Greater tax authority to provinces
Greater tax authority to provinces
By J. S. Uppal
YOGYAKARTA (JP): The finance minister has raised very
interesting proposals on the amendment to the regional tax laws
providing greater tax authority to provincial and central
governments in exercising control over the taxing powers of the
proposed autonomous regions.
According to the report, as published in this newspaper on
Oct. 13, while the amendment would allow the provincial regency
and mayoralty administration to issue their own rulings to
collect taxes and levies that meet certain criteria, the central
government would have the power to "overrule a ruling if it were
against the public interest or the more superior law."
Then the provincial governments would have powers to
redistribute tax revenues from one region to another with less
potential within the province. Elaborating the proposed
amendment, it is claimed that the proposed amendment would meet
the "principle of good tax policy".
While we do not have any more details of the proposed
amendment, there are several ambiguities and contradictions in
the proposals. First, it seems that while the regions (districts
and municipalities) have been granted wide powers to tax within
their jurisdictions, they will be constrained by the provincial
governments on the basis of "good tax policy", "meeting certain
criteria" and for "redistribution of revenues amongst districts".
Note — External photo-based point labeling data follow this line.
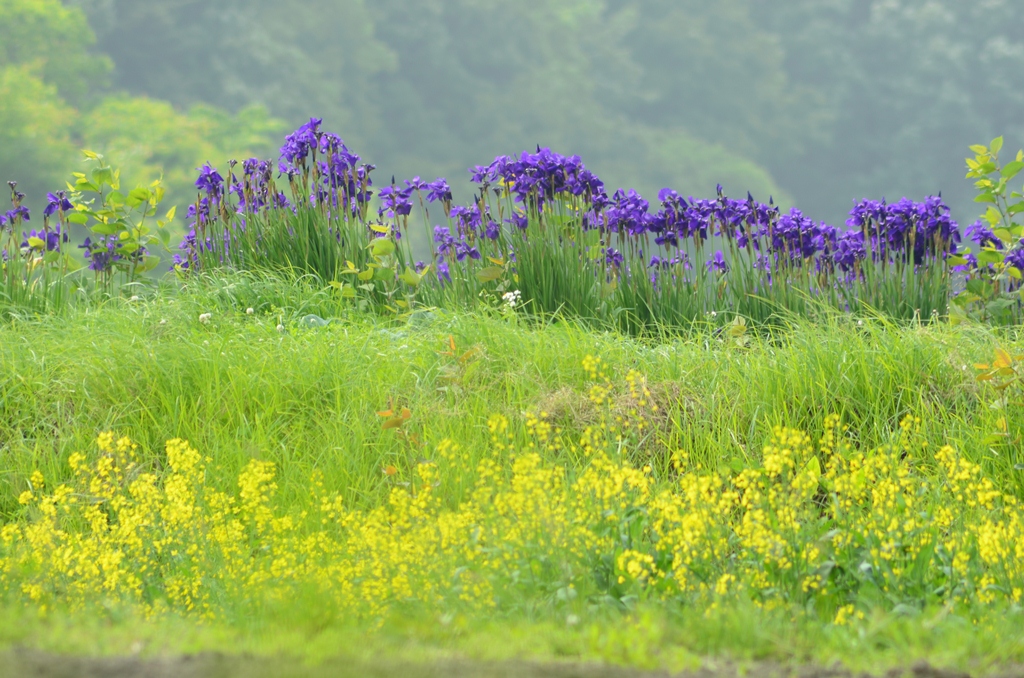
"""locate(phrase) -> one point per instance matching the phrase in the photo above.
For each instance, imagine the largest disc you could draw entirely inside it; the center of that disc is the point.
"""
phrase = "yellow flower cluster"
(820, 526)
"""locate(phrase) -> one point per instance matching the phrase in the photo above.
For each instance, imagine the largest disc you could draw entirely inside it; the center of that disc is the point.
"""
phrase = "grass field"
(553, 450)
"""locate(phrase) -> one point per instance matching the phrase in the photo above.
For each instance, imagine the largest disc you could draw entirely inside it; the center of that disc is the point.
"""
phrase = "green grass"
(306, 396)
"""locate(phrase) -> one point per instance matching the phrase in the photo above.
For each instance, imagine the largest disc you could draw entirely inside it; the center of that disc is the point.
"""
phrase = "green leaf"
(988, 256)
(489, 273)
(137, 197)
(411, 278)
(382, 247)
(978, 287)
(104, 228)
(1012, 169)
(148, 263)
(102, 176)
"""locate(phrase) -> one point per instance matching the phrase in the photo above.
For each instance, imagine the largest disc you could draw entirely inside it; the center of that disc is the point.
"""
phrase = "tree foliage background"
(814, 101)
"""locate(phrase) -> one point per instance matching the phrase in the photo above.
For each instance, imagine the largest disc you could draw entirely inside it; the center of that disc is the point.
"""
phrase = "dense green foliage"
(822, 101)
(273, 386)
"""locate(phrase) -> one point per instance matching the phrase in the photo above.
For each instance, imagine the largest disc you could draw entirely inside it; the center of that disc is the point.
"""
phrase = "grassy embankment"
(306, 398)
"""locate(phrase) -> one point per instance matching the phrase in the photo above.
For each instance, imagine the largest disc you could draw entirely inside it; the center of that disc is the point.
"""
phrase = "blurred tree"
(59, 41)
(296, 58)
(475, 80)
(713, 69)
(46, 67)
(148, 139)
(910, 84)
(36, 147)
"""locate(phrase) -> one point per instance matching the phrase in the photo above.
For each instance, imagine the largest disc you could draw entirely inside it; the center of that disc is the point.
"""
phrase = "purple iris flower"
(51, 239)
(438, 192)
(718, 262)
(209, 179)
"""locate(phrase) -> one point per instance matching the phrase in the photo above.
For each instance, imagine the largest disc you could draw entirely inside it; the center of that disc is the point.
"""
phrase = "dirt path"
(28, 664)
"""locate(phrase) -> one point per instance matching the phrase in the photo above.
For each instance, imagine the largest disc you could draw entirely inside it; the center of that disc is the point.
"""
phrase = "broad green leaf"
(1012, 169)
(411, 278)
(148, 263)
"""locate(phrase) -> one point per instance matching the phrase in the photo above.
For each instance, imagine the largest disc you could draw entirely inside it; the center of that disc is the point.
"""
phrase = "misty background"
(816, 102)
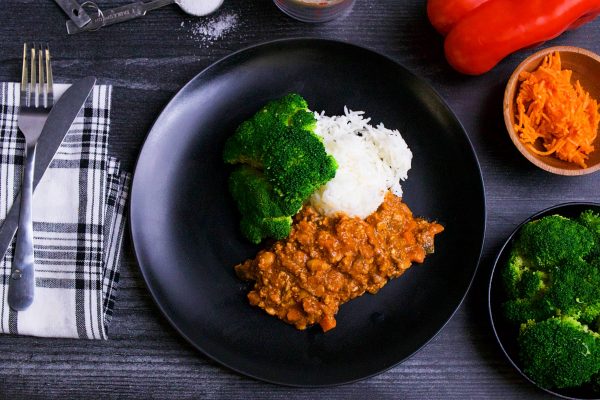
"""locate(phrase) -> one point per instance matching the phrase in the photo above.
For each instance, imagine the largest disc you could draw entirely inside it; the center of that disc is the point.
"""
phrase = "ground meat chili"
(327, 261)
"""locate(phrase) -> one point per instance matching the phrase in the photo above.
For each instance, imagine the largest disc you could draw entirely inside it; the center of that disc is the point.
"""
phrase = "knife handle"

No where can one find an interpretation on what is good tax
policy; what are the "certain criteria" that will determine the
revenue redistribution within regions. To me the existing
confusion on the question of inter-governmental finance has been
further confounded.
On the basis of the proposed amendment, regions will not know
what exactly are their taxing powers and the province will always
be wondering when and how should they interfere in their regions'
finances.
Then the central government will not know exactly when and how
to overrule the provinces and regions. The government has thus
not yet come up with clear cut ideas on some vital questions on
the distribution of fiscal resources within various jurisdictions
-- while the fiscal autonomy law is supposed to take effect in
little more than two months.
As the sun rises on January 1, 2001, all the district level
governments will celebrate their new autonomy, but they will be
confronted with confusion on the matter of their expenditure and
revenue powers.
This may make a big mess of the whole question of regional
autonomy.
Although Indonesia has passed several laws on regional
autonomy and it may be difficult to go back to make a fresh
start, it is important to be clear on the following aspects of a
sound principles on intergovernmental fiscal relations:
o What exactly is the pattern of intergovernmental fiscal
relations between the different jurisdictions?
o What exactly are the taxes and fees which different
jurisdictions can assess and on what basis will the central
government tax revenues (particularly income and value added
taxes) be shared with lower level governments?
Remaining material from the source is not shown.